Crédit photographique :  Henry Chan

Incomplete open

C’est d’abord la composition de l’espace que l’on cherche à comprendre dans les dessins de Mathieu Lacroix. Où sommes-nous ? Ce n’est pas tout à fait un espace défini, ni un agencement aléatoire. Quel est l’angle de vue ? Et l’échelle ? Puis, on cherche à identifier ce qui façonne cette composition. Tout nous semble familier : les structures architecturales, les objets, les codes liés au travail, à la tâche, les postures des rares silhouettes. Existent-ils tels quels ? Sont-ils imaginés par Lacroix ? Quels sont les liens entre tous ces éléments ? 

 

Mais tout cela est vain. Rien ne nous sera révélé. On saura seulement que l’artiste a comme points de départ ce qui se trouve dans son environnement.

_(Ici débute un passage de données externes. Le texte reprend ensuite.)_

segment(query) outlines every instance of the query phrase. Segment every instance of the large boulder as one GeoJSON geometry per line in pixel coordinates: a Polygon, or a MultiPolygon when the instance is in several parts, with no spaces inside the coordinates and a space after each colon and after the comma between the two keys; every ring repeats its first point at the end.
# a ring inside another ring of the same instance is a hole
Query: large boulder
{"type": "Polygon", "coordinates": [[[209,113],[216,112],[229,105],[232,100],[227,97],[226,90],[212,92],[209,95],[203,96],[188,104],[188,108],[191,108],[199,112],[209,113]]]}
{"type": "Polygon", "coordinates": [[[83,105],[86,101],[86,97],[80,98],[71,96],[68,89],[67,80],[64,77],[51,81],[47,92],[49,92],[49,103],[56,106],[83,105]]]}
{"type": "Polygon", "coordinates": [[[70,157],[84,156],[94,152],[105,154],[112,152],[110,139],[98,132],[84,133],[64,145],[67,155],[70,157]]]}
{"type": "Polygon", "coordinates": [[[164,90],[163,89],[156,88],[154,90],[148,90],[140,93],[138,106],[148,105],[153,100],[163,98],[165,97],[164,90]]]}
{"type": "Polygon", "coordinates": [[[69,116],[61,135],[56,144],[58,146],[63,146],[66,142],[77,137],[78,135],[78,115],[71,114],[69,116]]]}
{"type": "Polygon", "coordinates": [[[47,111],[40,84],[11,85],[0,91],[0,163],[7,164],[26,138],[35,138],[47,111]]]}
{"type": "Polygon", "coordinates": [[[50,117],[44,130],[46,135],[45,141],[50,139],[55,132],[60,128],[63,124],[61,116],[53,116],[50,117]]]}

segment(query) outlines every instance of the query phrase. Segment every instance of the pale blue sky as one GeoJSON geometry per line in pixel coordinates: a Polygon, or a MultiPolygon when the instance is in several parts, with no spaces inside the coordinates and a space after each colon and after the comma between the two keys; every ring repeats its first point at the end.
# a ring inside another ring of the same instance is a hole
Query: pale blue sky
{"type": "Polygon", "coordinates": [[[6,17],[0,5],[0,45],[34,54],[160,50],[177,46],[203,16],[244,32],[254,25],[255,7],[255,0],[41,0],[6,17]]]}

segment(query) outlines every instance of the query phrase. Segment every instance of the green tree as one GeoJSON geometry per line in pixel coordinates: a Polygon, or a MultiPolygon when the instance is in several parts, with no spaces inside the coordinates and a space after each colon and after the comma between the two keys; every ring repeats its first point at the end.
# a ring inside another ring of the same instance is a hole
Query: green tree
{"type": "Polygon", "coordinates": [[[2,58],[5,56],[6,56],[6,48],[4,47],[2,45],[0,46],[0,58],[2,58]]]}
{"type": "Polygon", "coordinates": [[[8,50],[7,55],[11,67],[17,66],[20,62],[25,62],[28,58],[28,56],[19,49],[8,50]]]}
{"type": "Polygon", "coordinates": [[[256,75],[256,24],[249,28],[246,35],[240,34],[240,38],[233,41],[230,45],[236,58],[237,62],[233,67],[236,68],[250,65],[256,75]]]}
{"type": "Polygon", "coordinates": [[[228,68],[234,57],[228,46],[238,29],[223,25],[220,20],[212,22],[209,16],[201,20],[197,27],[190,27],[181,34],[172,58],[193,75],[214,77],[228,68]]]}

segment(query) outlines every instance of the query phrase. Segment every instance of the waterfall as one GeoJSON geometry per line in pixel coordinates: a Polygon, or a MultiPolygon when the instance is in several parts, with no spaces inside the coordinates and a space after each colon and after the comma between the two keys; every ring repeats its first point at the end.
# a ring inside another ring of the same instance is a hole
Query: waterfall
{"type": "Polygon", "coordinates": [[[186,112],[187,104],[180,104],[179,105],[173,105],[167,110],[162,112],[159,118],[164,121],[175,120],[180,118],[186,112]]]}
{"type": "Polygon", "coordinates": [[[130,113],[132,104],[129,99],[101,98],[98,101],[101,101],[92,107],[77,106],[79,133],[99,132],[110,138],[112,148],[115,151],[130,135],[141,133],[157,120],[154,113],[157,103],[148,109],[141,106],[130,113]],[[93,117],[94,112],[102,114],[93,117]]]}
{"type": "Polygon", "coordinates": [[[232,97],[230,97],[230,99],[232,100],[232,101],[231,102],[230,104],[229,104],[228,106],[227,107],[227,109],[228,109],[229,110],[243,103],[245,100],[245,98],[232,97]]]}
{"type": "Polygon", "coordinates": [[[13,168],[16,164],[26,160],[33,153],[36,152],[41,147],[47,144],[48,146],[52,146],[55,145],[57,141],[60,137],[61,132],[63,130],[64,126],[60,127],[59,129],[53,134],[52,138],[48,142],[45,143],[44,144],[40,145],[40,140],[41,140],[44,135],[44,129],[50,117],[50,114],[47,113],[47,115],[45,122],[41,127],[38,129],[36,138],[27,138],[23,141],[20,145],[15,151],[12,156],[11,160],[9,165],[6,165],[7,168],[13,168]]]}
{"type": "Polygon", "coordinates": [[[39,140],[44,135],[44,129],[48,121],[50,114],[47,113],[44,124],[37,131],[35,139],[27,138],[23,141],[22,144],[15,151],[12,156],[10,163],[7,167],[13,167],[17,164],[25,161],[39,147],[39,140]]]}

Mais rien ne pourra être nommé avec certitude. Les questions demeureront sans réponses, ou plutôt ouvriront à toutes les réponses. Car si l’espace ne dévoile pas tout, il se suffit. Il suffit à évoquer assez d’indices pour que naissent des images, pour que l’on y trouve nos repères.

 

Si tout est reconnaissable, alors pourquoi a-t-on du mal à identifier la dimensionnalité de cet univers distillé, le contexte de son apparition? C’est que l’espace de l’œuvre est une anti-construction. Pas qu’il ne soit pas pensé, réfléchit, bâtit, mais rien n’y est ancré, rien ne forme un espace habitable. Tout est superposition : de plans, d’éléments, de matières. Tout est accumulation : de réminiscences – les nôtres, les siennes –, de signes, de lignes. Tout pourrait possiblement bouger, potentiellement composer un autre espace, se réarranger. Et c’est ce caractère malléable qui, étrangement, permet pour que l’on y imagine des récits.

 

Dans cette série, la figure humaine est schématisée et éprouvée : elle se démultiplie ou est accablée. Si elle est moins présente dans les dessins, c’est qu’elle les a parfois quittés pour se déposer au mur, sans toutefois en être une extension ou être en retrait pour les observer. L’espace n’étant pas circonscrit, même s’il se contient sur la feuille, les limites de l’œuvre ne sont pas définies par un cadre ou par une structure rigide, cela permet ainsi à la figure d’en sortir et de prendre sa place dans l’espace.